SQL: powerful tricks with self-joins

If you are using SQL you know about the many types of joins, like inner join, left join, right, etc.. one particular powerful type of join…

SQL: powerful tricks with self-joins
Photo by Caspar Camille Rubin on Unsplash

If you are using SQL you know about the many types of joins, like inner join, left join, right, etc.. one particular powerful type of join is self join, a self join as its name mentions is a type of join between records of the same table, let's see some examples.

Finding Duplicates

Assume we have the following table named people, and we want to identify duplicate records

id,name,age,city 
1,Alice,30,New York 
2,Bob,25,Los Angeles 
3,Charlie,35,Chicago 
4,David,40,New York 
5,Eve,30,Los Angeles 
6,Alice,30,New York 
7,Frank,45,Chicago 
8,Grace,28,Houston 
9,Hank,50,Dallas 
10,Ivy,22,San Francisco

We can do this with the following query, since the table people has two aliases p1 and p2 we can now treat the table as two different tables, and we ask the database to return all rows where p1 and p2 have the same name, age, and city but different id (this is very important or else it would compare the record with its self which is wrong self)

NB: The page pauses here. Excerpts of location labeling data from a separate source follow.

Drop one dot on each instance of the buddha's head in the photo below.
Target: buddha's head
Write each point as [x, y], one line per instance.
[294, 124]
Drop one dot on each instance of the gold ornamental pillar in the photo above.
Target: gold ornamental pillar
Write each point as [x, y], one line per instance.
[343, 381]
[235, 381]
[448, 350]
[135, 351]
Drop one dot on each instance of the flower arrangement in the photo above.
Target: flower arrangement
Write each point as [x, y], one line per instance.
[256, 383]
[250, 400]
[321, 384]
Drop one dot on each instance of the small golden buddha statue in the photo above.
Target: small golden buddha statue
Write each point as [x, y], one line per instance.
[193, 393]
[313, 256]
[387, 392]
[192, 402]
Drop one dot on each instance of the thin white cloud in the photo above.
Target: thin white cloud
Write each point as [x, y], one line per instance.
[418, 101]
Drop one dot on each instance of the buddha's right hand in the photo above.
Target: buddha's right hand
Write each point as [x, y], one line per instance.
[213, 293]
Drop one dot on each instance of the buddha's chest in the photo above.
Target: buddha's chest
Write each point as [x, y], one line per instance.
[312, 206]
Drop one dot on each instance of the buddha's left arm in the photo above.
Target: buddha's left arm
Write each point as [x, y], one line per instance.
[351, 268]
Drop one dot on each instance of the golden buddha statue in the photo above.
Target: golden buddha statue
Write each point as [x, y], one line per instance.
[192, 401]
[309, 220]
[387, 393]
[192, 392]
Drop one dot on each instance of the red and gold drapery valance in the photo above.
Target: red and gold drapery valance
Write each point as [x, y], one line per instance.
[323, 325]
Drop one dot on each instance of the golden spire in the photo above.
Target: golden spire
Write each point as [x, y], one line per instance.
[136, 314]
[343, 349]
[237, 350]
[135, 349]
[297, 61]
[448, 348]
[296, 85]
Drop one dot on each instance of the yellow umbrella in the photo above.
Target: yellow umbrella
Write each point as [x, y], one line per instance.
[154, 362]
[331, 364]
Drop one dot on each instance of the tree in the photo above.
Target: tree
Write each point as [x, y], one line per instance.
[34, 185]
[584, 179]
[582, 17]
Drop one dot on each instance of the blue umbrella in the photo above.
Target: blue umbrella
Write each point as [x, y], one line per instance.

select p1.name,p1.age,p1.city from people as p1 
inner join people as p2 
on p1.name = p2.name and p1.age = p2.age and p1.city = p2.city 
where p1.id <> p2.id;

Correctly finds the following two records

Alice|30|New York 
Alice|30|New York

Finding consecutive rows

self-join can help you find consecutive rows based on a sequential column like date, id, etc.

Assume that we have a table named events with the following content

1|2024-01-01|New Year Celebration 
2|2024-01-02|Conference Day 1 
3|2024-01-03|Conference Day 2 
4|2024-01-05|Company Meeting 
5|2024-01-06|Project Deadline

Executing the following query returns the consecutive rows based on the date column, this query matches rows from a and b where the event_date column is equal to event_date -1 day .

select a.event_date as current_date, 
       a.event_name as current_date_event, 
       b.event_date as next_date, 
       b.event_name as next_date_event 
from events as a 
join events as b  
on date(a.event_date) = date(b.event_date,'-1 day');

The query produces the following results, each row contains the current date, current date event, next date, and the next date event

current_date|current_date_event  |next_date |next_date_event | 
------------+--------------------+----------+----------------+ 
2024-01-01  |New Year Celebration|2024-01-02|Conference Day 1| 
2024-01-02  |Conference Day 1    |2024-01-03|Conference Day 2| 
2024-01-05  |Company Meeting     |2024-01-06|Project Deadline|

Finding value differences between consecutive rows

A variation of the previous example is to find consecutive rows and calculate the difference between values. Assume the table stocks with the following data

date      |price| 
----------+-----+ 
2024-01-01|100  | 
2024-01-02|105  | 
2024-01-03|102  | 
2024-01-04|108  | 
2024-01-05|107  |

To calculate the difference in price between each consecutive date use the following query

SELECT a.date AS current_date, 
       a.price AS current_price, 
       b.price AS next_price, 
       (b.price - a.price) AS price_change 
FROM stocks a 
JOIN stocks b ON date(a.date) = date(b.date, '-1 day');

This produces the following output

current_date|current_price|next_price|price_change| 
------------+-------------+----------+------------+ 
2024-01-01  |100          |105       |           5| 
2024-01-02  |105          |102       |          -3| 
2024-01-03  |102          |108       |           6| 
2024-01-04  |108          |107       |          -1|

Conclusion

In this article, we saw methods to find duplicate, consecutive and difference in values between consecutive rows with the help of self-join, self-join is a powerful tool that can help you to create cool and efficient reports / solutions using SQL, i hope you enjoyeed this article!